In a repeated dose toxicity study performed in accordance with OECD test guideline No. 407 and in compliance with GLP, test item was administered daily by oral gavage to SPF-bred Wistar rats of both sexes at dose levels of 5, 25 and 50 mg/kg body weight/day for a period of 28 days. A control group was treated similarly with the vehicle, PEG 300, only. The groups comprised 5 animals per sex which were sacrificed after 28 days of treatment.
Additional 5 rats per sex and group were used at 0 and 50 mg/kg/day. These animals were treated for 28 days and then allowed a 14-day treatment-free recovery period after which they were sacrificed.

Clinical signs, outside cage observation, food consumption and body weights were recorded periodically during the acclimatization, treatment and recovery periods. Functional observational battery, locomotor activity and grip strength were evaluated during week 4. At the end of the dosing and the treatment-free recovery period, blood samples were withdrawn for hematology and plasma chemistry analyses. Urine samples were collected for urinalyses. All animals were killed, necropsied and examined post mortem. Histological examinations were performed on organs and tissues from all control and high dose animals, and all gross lesions from all animals. 

 

No test item-related unscheduled deaths occurred and the death of one female treated with 50 mg/kg/day on day was considered to be dosing error.
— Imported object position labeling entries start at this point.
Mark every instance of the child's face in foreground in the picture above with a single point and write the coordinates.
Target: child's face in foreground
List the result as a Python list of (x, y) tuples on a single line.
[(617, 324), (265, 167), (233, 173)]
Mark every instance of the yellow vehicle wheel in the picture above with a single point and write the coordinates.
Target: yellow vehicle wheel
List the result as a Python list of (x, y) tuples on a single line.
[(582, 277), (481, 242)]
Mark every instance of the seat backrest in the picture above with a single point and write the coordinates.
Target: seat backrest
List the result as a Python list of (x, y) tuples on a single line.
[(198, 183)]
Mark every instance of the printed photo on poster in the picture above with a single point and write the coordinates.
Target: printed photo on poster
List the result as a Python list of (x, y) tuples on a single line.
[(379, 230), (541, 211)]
No test item-related differences of toxicological relevance were noted during daily observations at any dose level. No symptoms were evident during the weekly detailed clinical observations (weeks 1-3). No symptoms were evident during the functional observational battery (week 4). The mean fore- and hindlimb grip strength values were similar in test item-treated and control rats of both sexes. The mean locomotor activity of test item-treated males and females compared favorably with those of the respective controls. Analysis of the vaginal smears taken from the surviving females during the fourth week of treatment showed generally similar distributions of the estrus cycle stages.
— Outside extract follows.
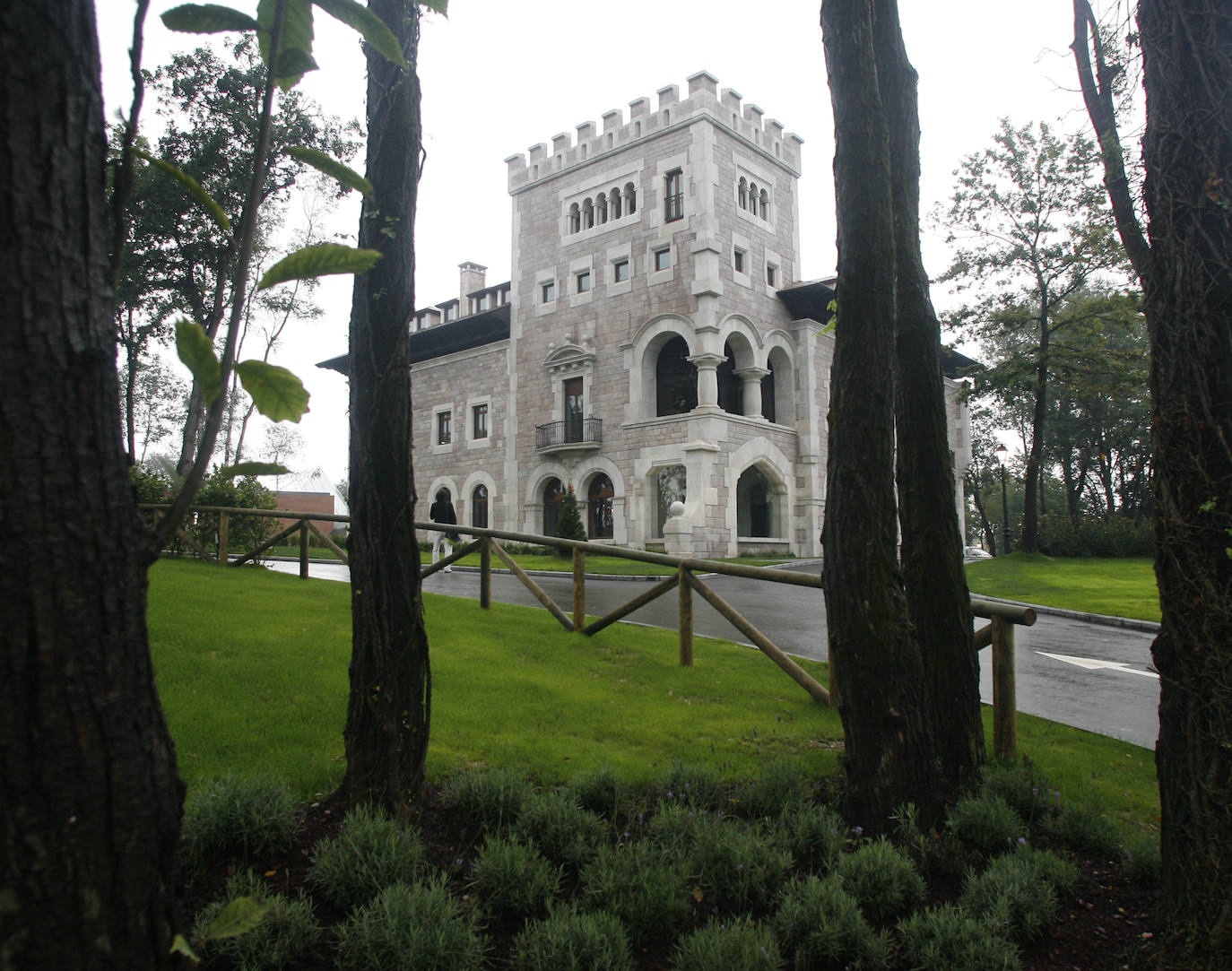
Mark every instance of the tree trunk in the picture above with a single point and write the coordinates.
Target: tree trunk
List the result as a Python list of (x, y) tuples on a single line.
[(872, 646), (91, 797), (1188, 154), (932, 542), (388, 715)]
Test article did not have any adverse effect on the body weight gain and average daily food consumption by the male and female rats treated up to the dose level of 50 mg/kg bw/day.

No test item-related differences were noted in the clinical biochemistry and urinalysis parameters after treatment or recovery.

In hematology parameters, in males treated with 50 mg/kg/day, differences in the reticulocyte maturity indices were noted when compared with the controls. The low-fluorescence reticulocytes were reduced, and the high-fluorescence reticulocytes were elevated, which is generally indicative of a trend towards a younger cell population and increased cell turnover. However, as females at this dose level were unaffected, these changes were considered to be incidental. Females and males treated with 5 mg/kg/day or 25 mg/kg/day were unaffected. After the recovery period, reduced hemoglobin levels, hematocrit and mean corpuscular volume noted in males were not seen after the treatment period. In the absence of similar changes in the females, these differences were considered to be incidental and of no toxicological relevance.

No test item related differences were noted in organ weights at any dose level. No treatment related gross and microscopic pathological alterations in the tissues of male and female rats treated up to the level of 50 mg/kg bw/day.

 

Based on the results of this study, the no-observed-adverse-effect-level (NOAEL) of the test substance in Wistar rats, following oral administration for 28 days was found to be 50 mg/kg bw/day. 

Under the test conditions, the test substance is not classified according to the criteria of the Regulation (EC) No.1272/2008 (CLP) and to the GHS.

This study is acceptable and satisfies the requirement for repeated dose toxicity endpoint.